Trading places: The second assistant chairman, Zhang Shenfeng (张慎峰), is currently in charge of the CSRC’s general office. He’ll move to be a deputy at the China Council for the Promotion of International Trade.

End of an era: Assistant chairs have historically been an important part of China’s financial regulation, as something of a “fast-track” position directly overseeing key departments. Two, Yang Jiacai (杨家才) and Zhang Yujun (张育军), had the dubious honor of becoming some of the anti-corruption campaign’s biggest takedowns.

But their time now seems to be passing, with the revamped banking and insurance watchdog also losing its assistants in favor of more professionalized “chief officers.”

Other moves

Wang Bin (王滨), formerly chairman at China Taiping Insurance Group Ltd., has been appointed chairman at China Life Insurance (Group) Co. He’s been replaced as chairman at Taiping by Luo Xi (罗熹), previously China Resources (Holdings) Co. Ltd.’s vice chairman and CEO.


(From left) Wang Bin and Luo Xi

Shandong, Sichuan get new vice governors

Provincial vices: Two of China’s “big-four” state-owned commercial banks are losing their vice presidents to local governments.


(From left) Liu Qiang and Li Yunze

Liu Qiang (刘强), currently a vice president at Bank of China Ltd., will become a vice governor of Shandong, a wealthy province on China’s east coast.

Liu will be responsible for the financial sector, so one of his tasks will be to deal with Shandong-based Hengfeng Bank Co.

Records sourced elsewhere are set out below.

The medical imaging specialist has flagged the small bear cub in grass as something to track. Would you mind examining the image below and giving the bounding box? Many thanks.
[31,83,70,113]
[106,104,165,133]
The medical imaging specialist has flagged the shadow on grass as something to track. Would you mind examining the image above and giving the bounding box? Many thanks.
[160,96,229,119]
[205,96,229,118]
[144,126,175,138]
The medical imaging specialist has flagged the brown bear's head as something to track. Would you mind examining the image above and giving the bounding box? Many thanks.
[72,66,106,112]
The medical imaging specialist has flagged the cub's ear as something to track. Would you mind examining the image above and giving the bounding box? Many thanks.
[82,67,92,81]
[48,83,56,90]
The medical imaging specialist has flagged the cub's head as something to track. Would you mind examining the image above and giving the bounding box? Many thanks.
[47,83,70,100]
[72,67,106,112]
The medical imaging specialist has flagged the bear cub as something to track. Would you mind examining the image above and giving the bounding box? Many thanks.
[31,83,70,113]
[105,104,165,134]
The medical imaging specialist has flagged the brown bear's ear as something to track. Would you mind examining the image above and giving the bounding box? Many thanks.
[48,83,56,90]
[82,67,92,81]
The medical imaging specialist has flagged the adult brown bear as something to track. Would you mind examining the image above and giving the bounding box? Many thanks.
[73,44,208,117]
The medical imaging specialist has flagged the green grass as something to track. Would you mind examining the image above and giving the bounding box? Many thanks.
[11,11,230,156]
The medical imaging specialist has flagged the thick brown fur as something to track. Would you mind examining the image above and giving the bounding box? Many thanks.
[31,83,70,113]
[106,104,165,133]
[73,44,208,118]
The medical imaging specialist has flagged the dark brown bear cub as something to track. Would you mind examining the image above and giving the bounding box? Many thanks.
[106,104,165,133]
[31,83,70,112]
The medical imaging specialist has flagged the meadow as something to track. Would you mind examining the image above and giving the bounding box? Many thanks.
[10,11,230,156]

Ltd., one of the country’s 12 national joint-stock commercial banks, whose former chair is currently under investigation for embezzlement.

Li Yunze (李云泽), who’s resigned as a vice president at Industrial and Commercial Bank of China Ltd., China’s biggest commercial lender by assets, will become a vice governor of Sichuan province in southwestern China.


The Microchip Man

Zhao Guowei (赵国伟), who is behind much of China’s rush to acquire foreign microchip manufacturers, will become the biggest shareholder of Tsinghua Unigroup Ltd. after a company owned by Tsinghua University, Tsinghua Holdings Co. Ltd., sells part of its stake.


Zhao Guowei. Photo: VCG

Why we care: Unigroup is a key component of China’s attempts to build up its microchip sector. The company hit the news back in 2015 with a failed attempt to acquire U.S. chipmaker Micron, which was blocked on national security grounds. It’s in the process of acquiring French smart-card components maker Linxens, according to Reuters reports.

Details: Tsinghua Holdings will transfer most of its stake to two local state-owned companies, making privately held Beijing Jiankun Investment Group Unigroup’s largest shareholder with its 49% stake. In turn, Zhao owns 70% of Jiankun. He’s already the chair of Unigroup however, so we don’t expect a big change in direction.

Zhao’s a driven man: Since joining Unigroup in 2013, Zhao has spent nearly 100 billion yuan ($14.6 billion) on investments in some 20 companies. Zhao has said he plans to spend $100 billion over the next decade on chip-making facilities.

Bigger picture: China’s attempts to acquire foreign technology have fueled trade tensions with the U.S. Strategic industries like microchips are also central to Made in China 2025, the industrial strategy causing the U.S. government so much concern.